そんな魔女の後ろ姿を前方に認めつつ、キンシはやはり彼の感情をある一定の領域まで表現しなおそうとしていた。
「彼の……、トゥーイさんのつかっている装置は、とある人物から譲り受けたものらしいので、ですので正確な使い方だとか修理の仕方だとかは、僕らにはよく分からないのですよ」
そんな言い訳めいた事を話しながら、魔法使いらはいつの間にやら穴の、大きな空中庭園を見上げられる場所から少し離れた所へと足を移動させていた。
メイが、気分を変えるようにして周辺へと視線をかるく巡らせている。
「いろいろとおしゃべりをしていたけれど……、大丈夫なのかしら?」
彼女は、魔女である彼女はその椿のような紅色をした瞳を景色へ、そして後方に着いてきていたキンシの方へと向けている。
彼女に見つめられ、そして確認をされたキンシはすぐさま軽やかなる返答を彼女に伝えていた。
「大丈夫ですよ、道なりに進んで段々と人気の無いところに進めば、そこが目的の場所である」
キンシは説明口調らしき棒読みの後に、
「と、そのようにお客さんも、ハリさんもおっしゃっていましたから」
と、説の根拠をオマケのように付け加えていた。
「そうかしらね」
メイはほんの一瞬だけ少女の軽快な口調に簡単な納得をしようとした。
だが、
「……そうなのかしら?」
その表情はすぐに不安にかげっている。
何ごとについてもまずは不安の要素を抱くのがメイの、魔女である彼女を構成する要素の一つであるらしい。
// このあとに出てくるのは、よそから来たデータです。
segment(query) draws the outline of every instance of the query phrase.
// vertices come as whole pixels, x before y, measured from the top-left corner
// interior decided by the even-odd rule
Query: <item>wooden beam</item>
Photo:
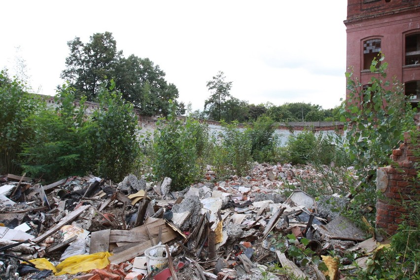
[[[265,229],[263,232],[262,239],[265,238],[270,232],[274,228],[274,226],[276,225],[276,223],[279,220],[280,216],[281,215],[281,214],[283,213],[283,212],[284,212],[286,208],[285,207],[282,207],[277,210],[276,213],[273,215],[273,216],[270,219],[270,220],[268,221],[268,223],[267,224],[267,226],[265,227]]]
[[[111,230],[94,231],[90,235],[90,254],[107,252],[109,250],[109,235]]]
[[[26,174],[25,173],[25,175]],[[32,178],[31,177],[25,177],[24,176],[18,176],[17,175],[13,175],[13,174],[7,174],[7,179],[11,179],[14,181],[25,181],[26,182],[30,182],[32,180]]]
[[[53,183],[52,184],[50,184],[49,185],[44,186],[42,187],[42,188],[43,188],[44,191],[46,191],[50,189],[60,186],[64,183],[65,183],[66,181],[67,181],[67,178],[63,179],[62,180],[60,180],[60,181],[57,181],[57,182],[55,182],[55,183]]]
[[[71,222],[73,220],[75,219],[76,218],[77,218],[77,216],[79,216],[79,215],[84,212],[89,207],[90,207],[90,205],[83,205],[80,206],[76,210],[74,210],[74,211],[69,214],[68,215],[64,217],[63,219],[61,219],[61,221],[60,221],[59,223],[54,226],[49,230],[47,230],[45,233],[37,237],[35,239],[32,240],[32,242],[35,242],[35,243],[38,243],[40,241],[42,241],[51,234],[53,234],[54,233],[59,230],[60,228],[61,228],[61,227],[62,227],[64,225],[67,224],[68,223],[70,223],[70,222]]]
[[[284,253],[281,251],[276,251],[279,260],[283,268],[289,270],[293,275],[299,279],[310,279],[310,277],[303,273],[293,262],[289,261]]]
[[[69,244],[70,244],[70,243],[73,242],[74,241],[75,241],[77,239],[77,236],[75,235],[73,237],[72,237],[71,238],[69,238],[67,240],[66,240],[65,241],[63,241],[61,243],[57,244],[55,246],[48,248],[48,249],[46,249],[45,252],[46,252],[47,253],[51,253],[52,252],[57,251],[57,250],[61,249],[62,248],[63,248],[63,247],[66,246],[66,245],[68,245]]]
[[[173,239],[176,237],[176,234],[175,232],[171,230],[166,232],[162,235],[162,239],[163,243],[166,243],[171,241]],[[153,239],[153,242],[157,243],[158,238],[155,237]],[[119,252],[114,254],[111,256],[108,259],[111,263],[120,264],[123,262],[131,260],[136,257],[142,255],[148,248],[152,246],[152,243],[150,240],[140,243],[137,245],[132,246],[131,248],[127,249],[122,252]]]

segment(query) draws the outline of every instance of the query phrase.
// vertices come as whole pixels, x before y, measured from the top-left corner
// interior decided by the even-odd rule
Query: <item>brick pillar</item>
[[[420,131],[420,114],[416,115],[415,121],[418,131]],[[409,204],[420,199],[420,182],[416,179],[418,170],[415,164],[419,158],[414,155],[415,149],[419,148],[420,137],[417,141],[412,140],[409,133],[404,133],[404,142],[392,151],[392,165],[377,170],[376,188],[385,198],[378,199],[376,204],[376,227],[391,235],[403,220],[402,215],[409,211],[409,208],[401,206],[402,203]]]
彼女のそんな感情の要素を知ってか知らずか、仮に知っていたとしてもキンシにとっては、自らをそう名乗る魔法使いにとって、果たしてその要素がどれほど意味を為していただろうか。
「さて、いよいよ猶予は失われてしまいましたよ」
キンシはさして暗さを感じさせることのない音量で、起きているだけの事実を宣言のように言葉にしている。
いざ進まん、とその前に魔法少女の足がまた動きを止めていた。
「?」
同じように首を傾げて疑問を抱く二つの目線のうち、実際に声で問いを投げたのはやはりメイの方であった。
「どうしたの」
彼女らに見つめられながら、キンシは左足を中途半端に前へ突き動かしたままの格好で、少しだけ振り返っていた。
「飲み物の、空の容器はどこに捨てるべきなのでしょうか」
そんなことを言っている。
少女の手には空になった飲料がある。透明な残骸の底にはもうなにも、カエルの卵の一粒ですら残されていなかった。